Es el final de la temporada de lluvias. Eso conlleva la gran ventaja de que los caminos están embarrados y podrán ser reparados quedando bien para varios meses. Además, significa volver a disfrutar de atardeceres espectaculares. Y también de los amaneceres porque significa despertarse casi todos los días a las cinco de la mañana ya que empieza la temporada de bodas. ¡Y yo vivía tan tranquilo acostumbrado ya a los rezos de monjes y de imanes!
Las bodas camboyanas son toda una experiencia que, desgraciadamente, se repite todos los días y por todas partes. ¿Por qué no se desarrollan un poco y hacen como los países occidentales: irse a vivir juntos sin papeles o enlaces de por medio? Se podrá estar de acuerdo o no pero lo que es indiscutible es que me ahorraría unas cuantas ojeras. Con millones de jóvenes en edades casaderas (el 65% de la población tiene menos de 25 años) son infinidad las bodas que se celebran. Número que se ha de multiplicar por dos ya que las bodas duran dos días y el ruido dura dos días.
Los enlaces camboyanos parecen de quita y pon. En España cuando te vas a una boda, te preparas a conciencias. Los hombres la verdad es que tampoco tanto. Como mucho te afeitas y te compras una corbata nueva (porque te lo ha ordenado tu mujer o tu pareja para ir a juego con ella porque tú irías con la que tienes en el armario). Las mujeres lo pasan peor y se llegan a gastar un dineral con eso de no poder repetir vestido.

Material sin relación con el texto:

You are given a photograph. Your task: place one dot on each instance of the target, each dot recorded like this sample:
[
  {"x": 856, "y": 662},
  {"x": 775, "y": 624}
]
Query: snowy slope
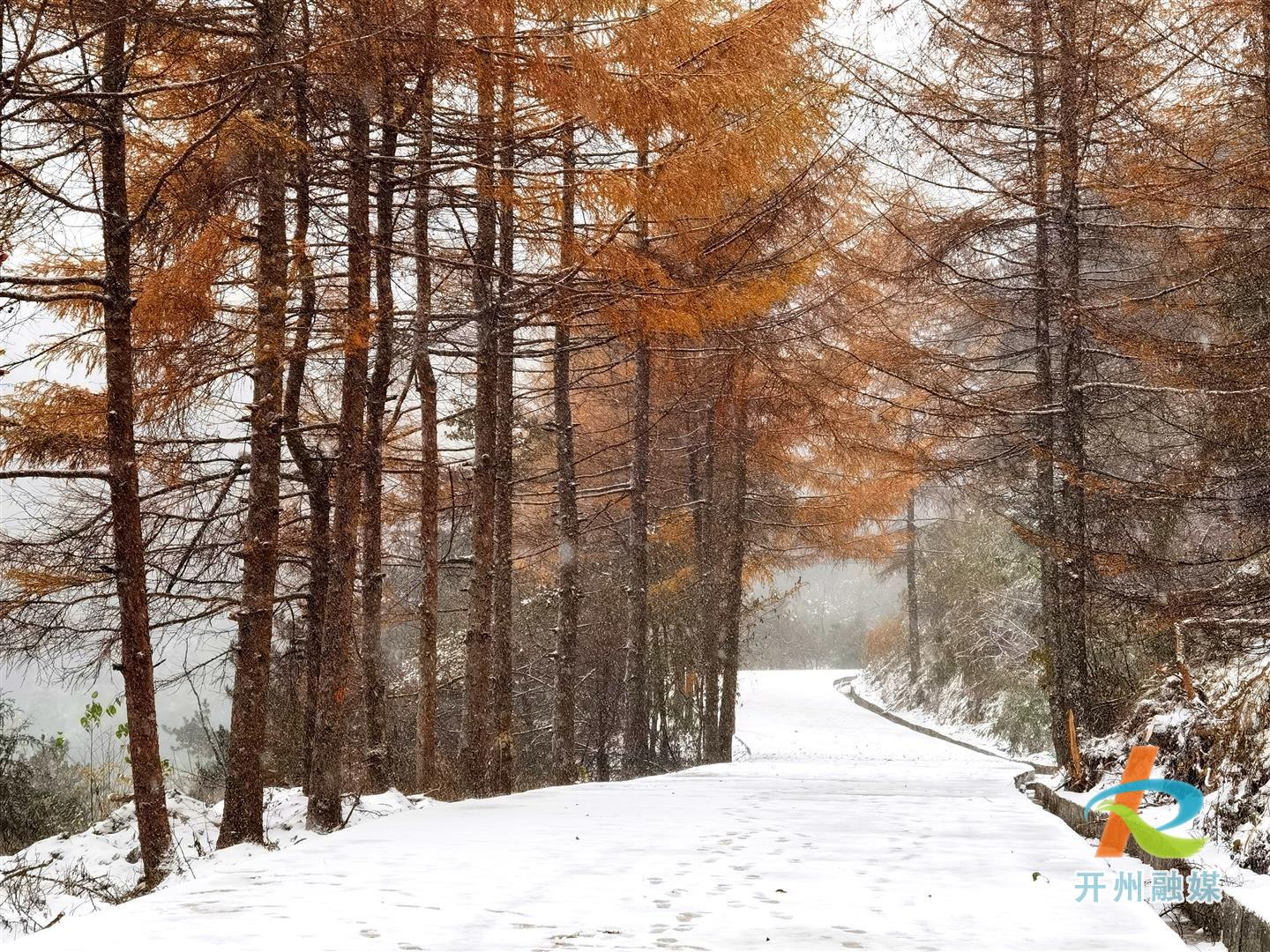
[
  {"x": 80, "y": 874},
  {"x": 839, "y": 830}
]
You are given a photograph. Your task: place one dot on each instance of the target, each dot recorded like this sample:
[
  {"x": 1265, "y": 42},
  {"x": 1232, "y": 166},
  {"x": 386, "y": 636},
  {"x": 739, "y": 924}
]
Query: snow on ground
[
  {"x": 839, "y": 829},
  {"x": 950, "y": 720},
  {"x": 74, "y": 874}
]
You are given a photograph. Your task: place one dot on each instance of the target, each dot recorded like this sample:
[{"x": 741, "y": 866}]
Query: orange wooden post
[{"x": 1116, "y": 834}]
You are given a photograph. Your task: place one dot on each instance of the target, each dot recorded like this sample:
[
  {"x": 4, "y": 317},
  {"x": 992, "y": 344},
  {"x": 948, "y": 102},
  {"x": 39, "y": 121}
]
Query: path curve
[{"x": 841, "y": 830}]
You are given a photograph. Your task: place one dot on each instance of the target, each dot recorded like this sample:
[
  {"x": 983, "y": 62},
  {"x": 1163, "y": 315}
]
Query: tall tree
[{"x": 244, "y": 791}]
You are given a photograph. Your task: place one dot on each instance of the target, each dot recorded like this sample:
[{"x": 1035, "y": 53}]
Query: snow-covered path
[{"x": 840, "y": 830}]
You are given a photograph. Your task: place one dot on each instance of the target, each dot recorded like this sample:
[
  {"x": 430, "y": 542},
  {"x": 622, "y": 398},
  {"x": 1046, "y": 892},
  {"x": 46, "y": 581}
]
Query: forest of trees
[{"x": 458, "y": 366}]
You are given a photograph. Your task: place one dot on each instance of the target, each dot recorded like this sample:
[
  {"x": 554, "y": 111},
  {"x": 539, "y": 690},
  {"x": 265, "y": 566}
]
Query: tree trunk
[
  {"x": 635, "y": 736},
  {"x": 1071, "y": 660},
  {"x": 426, "y": 752},
  {"x": 478, "y": 709},
  {"x": 1042, "y": 283},
  {"x": 701, "y": 472},
  {"x": 326, "y": 779},
  {"x": 244, "y": 785},
  {"x": 564, "y": 730},
  {"x": 915, "y": 636},
  {"x": 376, "y": 401},
  {"x": 136, "y": 659},
  {"x": 729, "y": 652},
  {"x": 314, "y": 470},
  {"x": 504, "y": 669}
]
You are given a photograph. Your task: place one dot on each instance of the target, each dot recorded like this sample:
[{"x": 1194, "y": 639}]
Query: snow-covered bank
[
  {"x": 839, "y": 829},
  {"x": 949, "y": 712},
  {"x": 75, "y": 874}
]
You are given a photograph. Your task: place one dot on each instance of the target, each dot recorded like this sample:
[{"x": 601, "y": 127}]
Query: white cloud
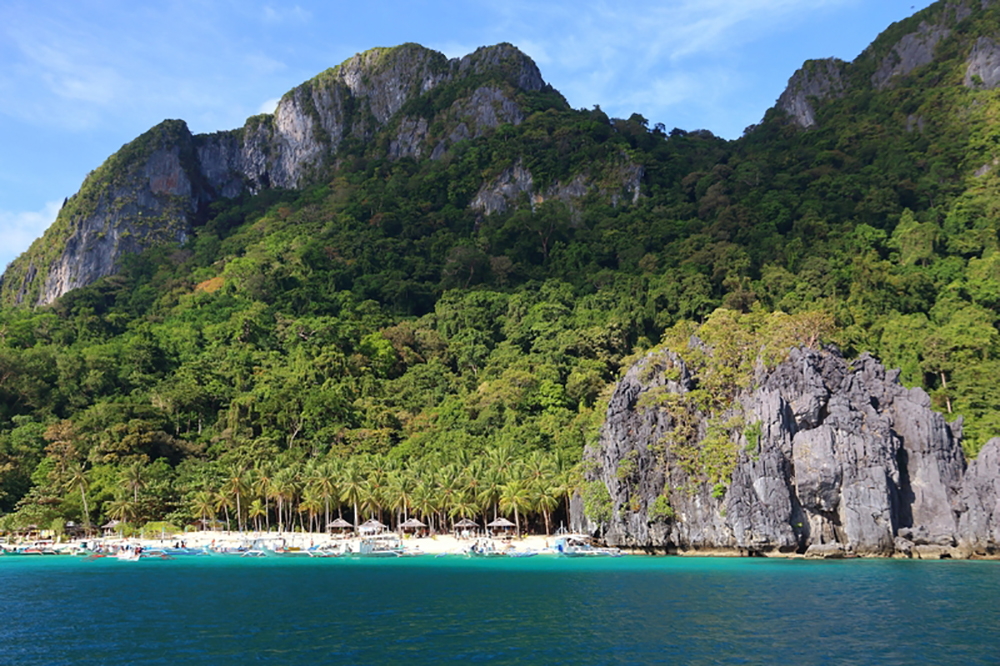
[
  {"x": 282, "y": 15},
  {"x": 649, "y": 56},
  {"x": 20, "y": 228},
  {"x": 262, "y": 64}
]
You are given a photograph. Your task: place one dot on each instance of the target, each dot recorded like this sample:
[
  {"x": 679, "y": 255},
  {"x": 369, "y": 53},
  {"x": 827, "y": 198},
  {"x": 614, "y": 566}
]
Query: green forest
[{"x": 369, "y": 345}]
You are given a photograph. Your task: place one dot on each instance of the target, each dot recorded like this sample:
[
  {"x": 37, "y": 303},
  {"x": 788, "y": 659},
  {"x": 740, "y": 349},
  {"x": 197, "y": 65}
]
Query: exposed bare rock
[
  {"x": 983, "y": 69},
  {"x": 815, "y": 82},
  {"x": 409, "y": 139},
  {"x": 842, "y": 461},
  {"x": 979, "y": 525},
  {"x": 495, "y": 197},
  {"x": 153, "y": 198},
  {"x": 915, "y": 123},
  {"x": 912, "y": 51},
  {"x": 144, "y": 195}
]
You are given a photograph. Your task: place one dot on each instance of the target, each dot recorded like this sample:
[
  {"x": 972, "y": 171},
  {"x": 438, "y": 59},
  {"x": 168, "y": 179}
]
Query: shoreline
[{"x": 449, "y": 544}]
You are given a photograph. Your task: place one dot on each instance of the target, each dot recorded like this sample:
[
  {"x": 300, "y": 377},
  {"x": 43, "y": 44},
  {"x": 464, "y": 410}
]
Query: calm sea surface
[{"x": 542, "y": 610}]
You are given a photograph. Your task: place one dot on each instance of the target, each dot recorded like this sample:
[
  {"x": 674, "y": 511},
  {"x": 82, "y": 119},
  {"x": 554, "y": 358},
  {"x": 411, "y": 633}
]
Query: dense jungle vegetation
[{"x": 371, "y": 344}]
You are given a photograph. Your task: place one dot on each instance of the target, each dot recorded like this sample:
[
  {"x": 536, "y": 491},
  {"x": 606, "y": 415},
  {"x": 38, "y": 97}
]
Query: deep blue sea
[{"x": 542, "y": 610}]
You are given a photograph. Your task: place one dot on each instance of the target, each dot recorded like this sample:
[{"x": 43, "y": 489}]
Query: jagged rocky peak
[
  {"x": 822, "y": 456},
  {"x": 815, "y": 82},
  {"x": 983, "y": 70},
  {"x": 144, "y": 194},
  {"x": 914, "y": 50},
  {"x": 358, "y": 98},
  {"x": 149, "y": 192}
]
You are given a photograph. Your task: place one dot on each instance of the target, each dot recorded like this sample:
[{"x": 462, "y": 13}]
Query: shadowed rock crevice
[{"x": 847, "y": 462}]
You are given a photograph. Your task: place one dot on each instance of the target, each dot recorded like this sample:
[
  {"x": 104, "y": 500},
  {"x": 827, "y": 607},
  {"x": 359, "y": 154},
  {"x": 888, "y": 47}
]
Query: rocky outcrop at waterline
[{"x": 821, "y": 456}]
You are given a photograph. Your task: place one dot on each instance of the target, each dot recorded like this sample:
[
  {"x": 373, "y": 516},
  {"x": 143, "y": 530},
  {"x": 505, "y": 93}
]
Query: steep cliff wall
[
  {"x": 151, "y": 190},
  {"x": 145, "y": 194},
  {"x": 823, "y": 456},
  {"x": 902, "y": 49}
]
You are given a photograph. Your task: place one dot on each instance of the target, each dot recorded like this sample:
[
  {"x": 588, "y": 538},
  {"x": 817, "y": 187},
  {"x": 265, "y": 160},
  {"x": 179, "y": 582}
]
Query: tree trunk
[
  {"x": 86, "y": 511},
  {"x": 944, "y": 385}
]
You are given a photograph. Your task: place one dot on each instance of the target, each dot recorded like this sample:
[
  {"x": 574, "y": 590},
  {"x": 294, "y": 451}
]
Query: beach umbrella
[
  {"x": 501, "y": 522},
  {"x": 339, "y": 524},
  {"x": 412, "y": 524},
  {"x": 372, "y": 526}
]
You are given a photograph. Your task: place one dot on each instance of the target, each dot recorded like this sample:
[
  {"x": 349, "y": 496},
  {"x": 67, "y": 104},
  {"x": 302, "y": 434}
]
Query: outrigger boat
[
  {"x": 581, "y": 545},
  {"x": 381, "y": 545},
  {"x": 484, "y": 548}
]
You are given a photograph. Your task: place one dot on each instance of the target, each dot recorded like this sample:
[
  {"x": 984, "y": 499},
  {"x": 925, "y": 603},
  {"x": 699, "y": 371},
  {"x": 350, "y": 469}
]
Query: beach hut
[
  {"x": 340, "y": 525},
  {"x": 465, "y": 527},
  {"x": 370, "y": 527},
  {"x": 501, "y": 524},
  {"x": 412, "y": 525}
]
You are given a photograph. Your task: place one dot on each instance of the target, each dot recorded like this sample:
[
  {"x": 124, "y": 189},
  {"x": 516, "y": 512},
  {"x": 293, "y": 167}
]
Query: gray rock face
[
  {"x": 984, "y": 65},
  {"x": 818, "y": 80},
  {"x": 912, "y": 51},
  {"x": 145, "y": 197},
  {"x": 979, "y": 525},
  {"x": 365, "y": 94},
  {"x": 843, "y": 460}
]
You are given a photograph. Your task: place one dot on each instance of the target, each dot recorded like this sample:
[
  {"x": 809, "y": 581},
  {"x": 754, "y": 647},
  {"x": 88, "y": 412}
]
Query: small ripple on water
[{"x": 637, "y": 610}]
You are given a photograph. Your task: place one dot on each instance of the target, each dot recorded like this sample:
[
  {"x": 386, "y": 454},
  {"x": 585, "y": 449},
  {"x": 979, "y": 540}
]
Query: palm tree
[
  {"x": 203, "y": 505},
  {"x": 76, "y": 478},
  {"x": 133, "y": 477},
  {"x": 463, "y": 506},
  {"x": 262, "y": 478},
  {"x": 235, "y": 485},
  {"x": 255, "y": 511},
  {"x": 121, "y": 509},
  {"x": 312, "y": 503},
  {"x": 515, "y": 496},
  {"x": 283, "y": 488},
  {"x": 352, "y": 486},
  {"x": 547, "y": 495},
  {"x": 491, "y": 484},
  {"x": 449, "y": 488},
  {"x": 400, "y": 488},
  {"x": 424, "y": 502},
  {"x": 222, "y": 502},
  {"x": 324, "y": 480}
]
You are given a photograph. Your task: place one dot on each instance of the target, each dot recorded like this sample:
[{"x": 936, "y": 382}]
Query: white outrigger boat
[
  {"x": 581, "y": 545},
  {"x": 381, "y": 545}
]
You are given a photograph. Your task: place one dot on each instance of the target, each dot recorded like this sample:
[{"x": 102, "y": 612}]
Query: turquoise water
[{"x": 636, "y": 610}]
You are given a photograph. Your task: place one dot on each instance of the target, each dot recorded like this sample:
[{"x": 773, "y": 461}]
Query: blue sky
[{"x": 80, "y": 79}]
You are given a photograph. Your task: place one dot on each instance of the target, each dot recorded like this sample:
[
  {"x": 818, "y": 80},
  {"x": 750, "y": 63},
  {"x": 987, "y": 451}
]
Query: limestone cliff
[
  {"x": 823, "y": 456},
  {"x": 145, "y": 194},
  {"x": 151, "y": 191},
  {"x": 817, "y": 81},
  {"x": 903, "y": 49}
]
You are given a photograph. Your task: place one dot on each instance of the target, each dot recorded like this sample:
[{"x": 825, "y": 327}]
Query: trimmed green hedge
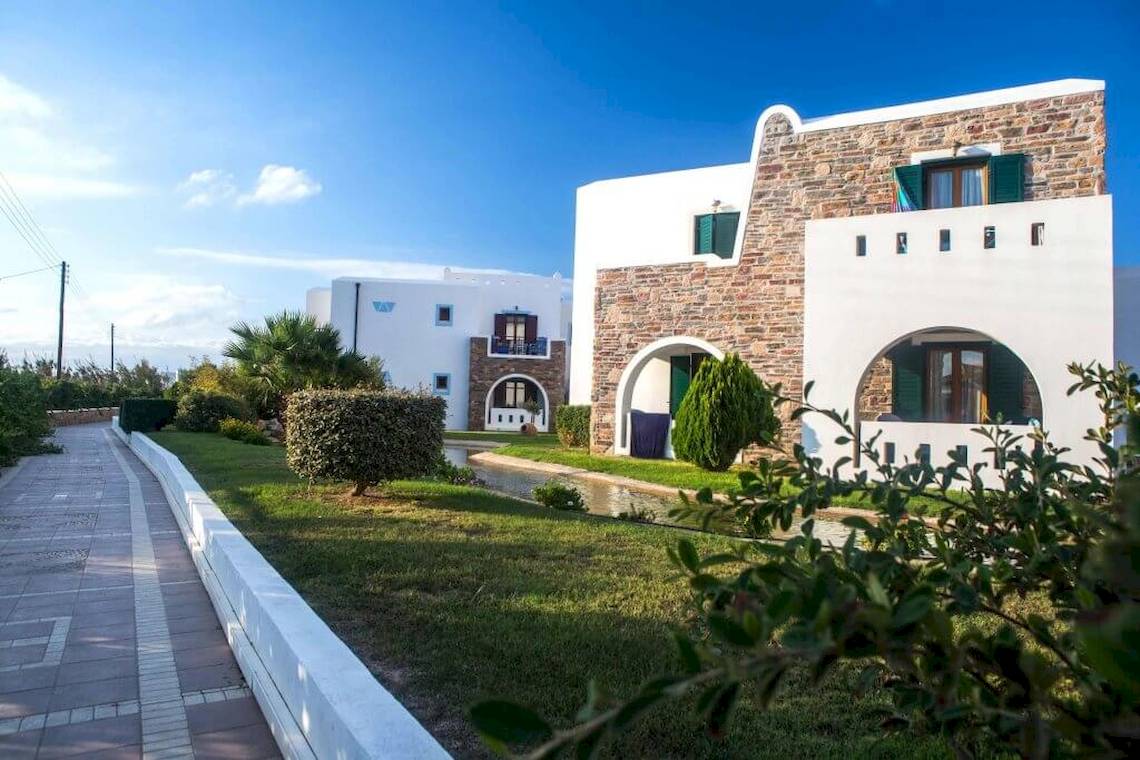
[
  {"x": 146, "y": 415},
  {"x": 726, "y": 409},
  {"x": 572, "y": 424},
  {"x": 364, "y": 436},
  {"x": 201, "y": 411},
  {"x": 23, "y": 414}
]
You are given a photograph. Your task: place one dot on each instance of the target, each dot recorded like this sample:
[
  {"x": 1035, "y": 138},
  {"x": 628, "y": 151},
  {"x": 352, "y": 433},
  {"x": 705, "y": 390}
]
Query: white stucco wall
[
  {"x": 1050, "y": 304},
  {"x": 1128, "y": 316},
  {"x": 318, "y": 303},
  {"x": 640, "y": 220},
  {"x": 414, "y": 348}
]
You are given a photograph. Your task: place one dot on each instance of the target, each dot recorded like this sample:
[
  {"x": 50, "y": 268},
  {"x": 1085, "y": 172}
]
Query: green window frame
[{"x": 716, "y": 234}]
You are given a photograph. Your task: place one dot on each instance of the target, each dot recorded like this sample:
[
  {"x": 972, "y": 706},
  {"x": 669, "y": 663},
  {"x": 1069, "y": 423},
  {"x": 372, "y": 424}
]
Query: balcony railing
[{"x": 505, "y": 346}]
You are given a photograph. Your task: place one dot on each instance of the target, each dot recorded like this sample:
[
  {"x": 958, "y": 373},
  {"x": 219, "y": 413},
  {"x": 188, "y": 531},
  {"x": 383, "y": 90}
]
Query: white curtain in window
[
  {"x": 942, "y": 189},
  {"x": 971, "y": 187}
]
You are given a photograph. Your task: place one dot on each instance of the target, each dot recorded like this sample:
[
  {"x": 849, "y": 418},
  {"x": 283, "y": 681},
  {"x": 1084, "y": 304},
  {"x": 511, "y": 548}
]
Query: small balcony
[{"x": 505, "y": 346}]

En Camboya todo es diferente. Tu día es como cualquier otro con la única diferencia de que sabes que a cierta hora tendrás que ir a un banquete. Sí, al banquete porque a la ceremonia, como ellos son budistas, sólo van los esposos y los monjes. Un par de horas y de vuelta.
Ellas sí se arreglan, y bastante. Sinceramente, están mejor sin arreglar que con todo esos kilos de maquillaje encima en un intento de aclararse la piel lo máximo posible. Y sin esos pelos crepados, rizados y lacados. También cuidan mucho el vestido, que ha de ser de falda larga y parte superior sexy (palabra usada por ellas para referirse a hombros descubiertos y multitud de flores y ornamentos básicamente horteras). Pero la gran diferencia es que el traje es alquilado. Por 8 dólares tienes el último grito del mercado. Yo siempre he sido muy favorable a alquilar pero una y otra vez he perdido esa batalla con cualquier mujer a la que se lo he planteado. Lo volveré a intentar y sé que volveré a perder. Lo único que han de comprar son esos zapatos con tanto tacón que no parecen lo más adecuado para un día de campo, pues es en medio del campo donde se celebra la boda (el cercano olor de vacuno te lo confirma).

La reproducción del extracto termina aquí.